My manuscript has gone to my mentor for second round feedback. Time to sharpen the saw. 😅 

Interesting concept. Well done.


Yes, me too. My first manuscript was rejected by everyone who saw it, mostly with an anodyne reply. I only really liked one rejection response, though I'd have liked it more if it had been an offer of representation 😆 

You might want to treat yourself to some special teabags or even a nice new teapot/cup because agents are quite generous with rejections. Fingers crossed you'll be swapping tea for champers soon though 😉  

Oops, missed 'heard'. Too focussed on the looking! ;-)

Don't know if I'm too late here, but a lot will depend on the age of your protagonist. Publishers have the idea that kids 'read up' which means the protag will be 3-4 years older than them. I slightly disagree because my kids often read about characters the same age or only slightly older then them, but I think you'd better go with the publishers ideas here ;-)

So the first thing I'd do is look at that. Then I'd say your word count is really high for MG and you might be asked to cut it down if you're aiming below 13 and even if you're aiming slightly above. 

Hope that helps.

Hi Nissa. I'm in the SCWBI Facebook group, but I'm not a fully paid up member. Part of the reason is I live in Spain so the major advantage of being part of a writing group that SCWBI offers is a bit more complicated and I'm not sure I'd get enough out of it.

Welcome to the group.

Sarah

Well done, David; that's great news. It says a lot about the 1-2-1s too. Fingers crossed for you.

The advice above sounds pretty good to me, I'd definitely give them a nudge.

Yes, I understand that in some contexts, when what comes after is what the narrator is actually seeing, it can be simply deleted. But there are many instances with 'look' or similar looking verbs where it's use describes for the reader the actions of the characters involved, perhaps it describes their changed focus. For example:

‘Where are you from?’ 

I paused, momentarily, then carried on sketching.

‘Here.’ I didn’t look up. I didn’t want to see her face.

‘Really? But you sound kind of … different.’ Now I looked up. ‘I mean, it’s weird because you don’t, but then you do.’ She snort-laughed. Shrugged.

Here, I especially want to contrast her NOT looking at one point to her giving in and looking in the following dialogue line.

Another example:

She switched pencils and started shading the underbelly of her dog with the soft lead. Then silence. I looked up. Her pencil was poised over the page, her head cocked to one side. I followed the line of her eyes.
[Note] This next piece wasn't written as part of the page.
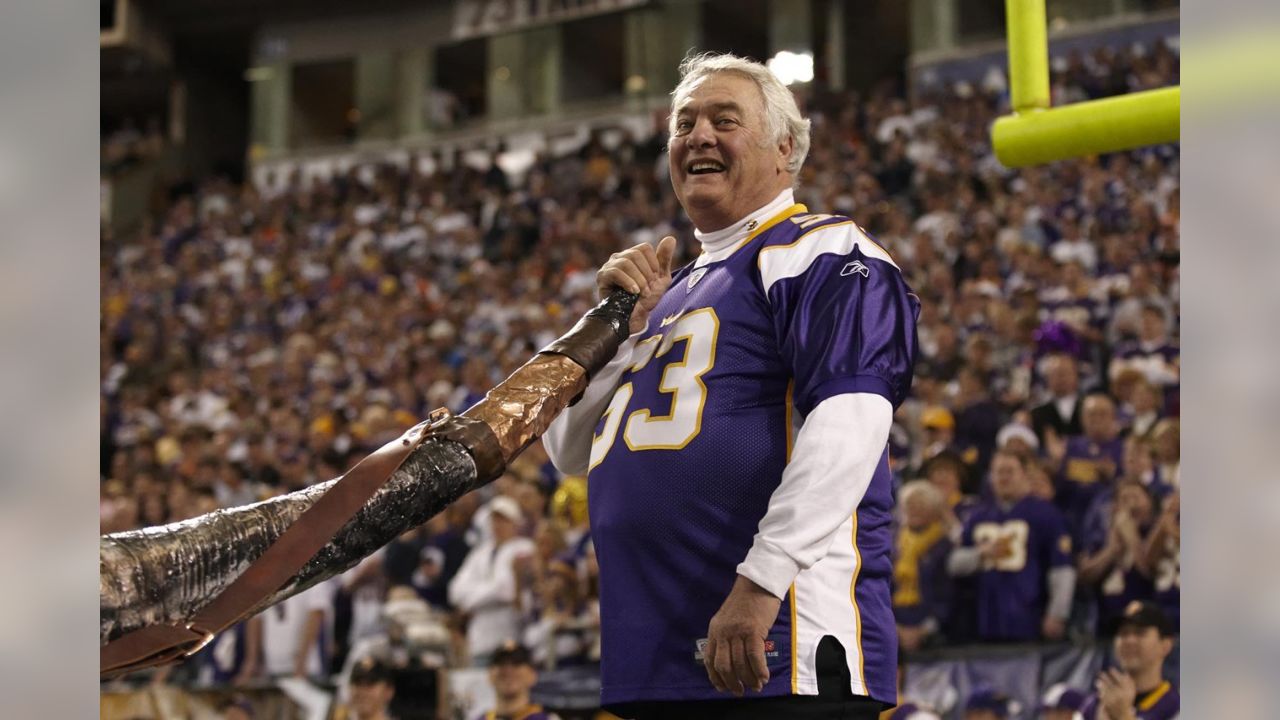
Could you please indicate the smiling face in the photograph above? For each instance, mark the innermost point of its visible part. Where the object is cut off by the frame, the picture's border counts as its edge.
(723, 160)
The unfamiliar boy...

Here I see I could eliminate 'I looked up' but this action is caused by the silence and it takes the reader through the scene to help visualise it, like blocking in a play, I suppose.

One more example (she's been sent a cryptic picture by Frankie):

I examined the scrap of paper. Turned it over. And back again.

‘Why would he…?’ I heard the crazies’ in-joke tittering and looked back at Frankie to see his tongue protruding from his mouth, wagging. 

So here (similarly to no. 2) her looking is caused by the tittering and then leads to her seeing Frankie's stupid expression - to me it seems critical to creating the picture, almost like a series of camera shots would lead the viewer through the bits s/he should be focussing on to grasp the story effectively. 

Am I just way off mark here?

Having done the full sweep of common filtering words now, I see my biggest issue is 'look'. Weird thing is I'm loathe to change it though - it almost feels like 'look' is a fairly neutral verb (like 'said' in dialogue tags) and changing it to a stronger verb like glance, glimpse, stare, peer, etc. if anything draws more attention when I just want the reader to see the scene in their head, There's definitely a place for the stronger verbs but I hate to use them when I just want to show some simple blocking moves. <big sigh>

Anyone else have a 'look' problem?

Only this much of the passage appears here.